As late as Saturday there were reports that U.S. satellite photos showed North Korean trucks moving an estimated 8,000 spent fuel rods out of storage.
The rods can be reprocessed to extract weapons-grade plutonium. The story was leaked to the New York Times last Friday and confirmed by the White House.
According to North Korea’s Foreign Ministry, the plutonium would be used for electricity, which the impoverished hermit kingdom badly needs. But U.S. officials and nuclear experts agree that the electricity produced by the plant would be negligible. Experts estimate that the plant at Yongbyon could produce enough plutonium in six months for a half-dozen bombs.
The latest developments on the Korean peninsula have made some administration officials uneasy; the North has already demonstrated that it has the missile capabilities to deliver any nuclear warheads it might produce.
Defense Secretary Donald Rumsfeld has reportedly held video conferences with top brass in the Pacific Command to discuss a pre-emptive strike against North Korea.
Even as Washington moves closer to the point of no return in its confrontation with Pyongyang, other players in the region, such as South Korea and Japan, are pushing for a diplomatic solution. On Wednesday a group of South Korean tourism officials and business people traveled to a mountain resort in the North via a new road.
The road is the first overland connection between the two countries since they were split in 1945.
The road was part of a series of “cooperation projects” agreed upon at a North-South summit in 2000. The projects reflect the “sunshine policy” of former South Korean president Kim Dae Jung and his hand-picked successor, current president Roh Moo-hyun.
Roh won the recent election in South Korea by riding a wave of anti-U.S. sentiment that was most recently aflame at the acquittal of two U.S. servicemen whose vehicle struck and killed a South Korean girl while on maneuvers. Under the Status of Forces Agreement (SOFA), the two men were tried in a U.S. military court-martial instead of South Korean courts.
Many South Koreans are beginning to chafe at the legacy of SOFA, which was designed in the Cold War to give flexibility to U.S. military forces based in Korea.
For many in the South it is a humiliating relic of a bygone era—a throwback to the days before South Korea’s “economic miracle.”
Despite a growing and vocal anti-U.S. minority in South Korea, the governments are still largely on the same page when it comes to dealing with Pyongyang.

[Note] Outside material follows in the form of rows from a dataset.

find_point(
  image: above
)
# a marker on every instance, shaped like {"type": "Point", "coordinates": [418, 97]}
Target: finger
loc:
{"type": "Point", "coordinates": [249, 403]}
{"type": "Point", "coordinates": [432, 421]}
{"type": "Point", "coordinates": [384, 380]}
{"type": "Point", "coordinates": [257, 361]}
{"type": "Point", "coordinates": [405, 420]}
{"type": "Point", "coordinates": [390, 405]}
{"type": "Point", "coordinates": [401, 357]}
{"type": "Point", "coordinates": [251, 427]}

South Korea has echoed sentiments expressed by the United States and others that North Korea’s nuclear weapons program, which violates more than one international agreement, is unacceptable.
The North began its defiance in October, when it announced it was resuming a nuclear weapons program in violation of 1994’s Agreed Framework, in which Pyongyang agreed to give up its weapons program in exchange for aid and light-water nuclear reactors to be used for generating electricity.
The stakes became that much higher on January 11 of this year when the North very publicly and ceremoniously announced it was withdrawing from the nuclear non-proliferation treaty.
Pak Gil-yon, North Korean ambassador to the United Nations, accused the International Atomic Energy Agency (IAEA) of being a patsy for Washington, adding that any sanctions imposed on North Korea by the United Nations would be interpreted as a declaration of war.
While the Bush administration continues to see North Korea as part of the “axis of evil,” many observers have noted that its recent actions are similar to those of 1994, when it used nuclear brinkmanship to leverage the Agreed Framework. It may be, they say, that Pyongyang is fishing for aid and will back off if it is given.
Many fear, though, that Bush may have painted himself into a corner through fiery rhetoric and repeated insistence that the United States will not “reward bad behavior.”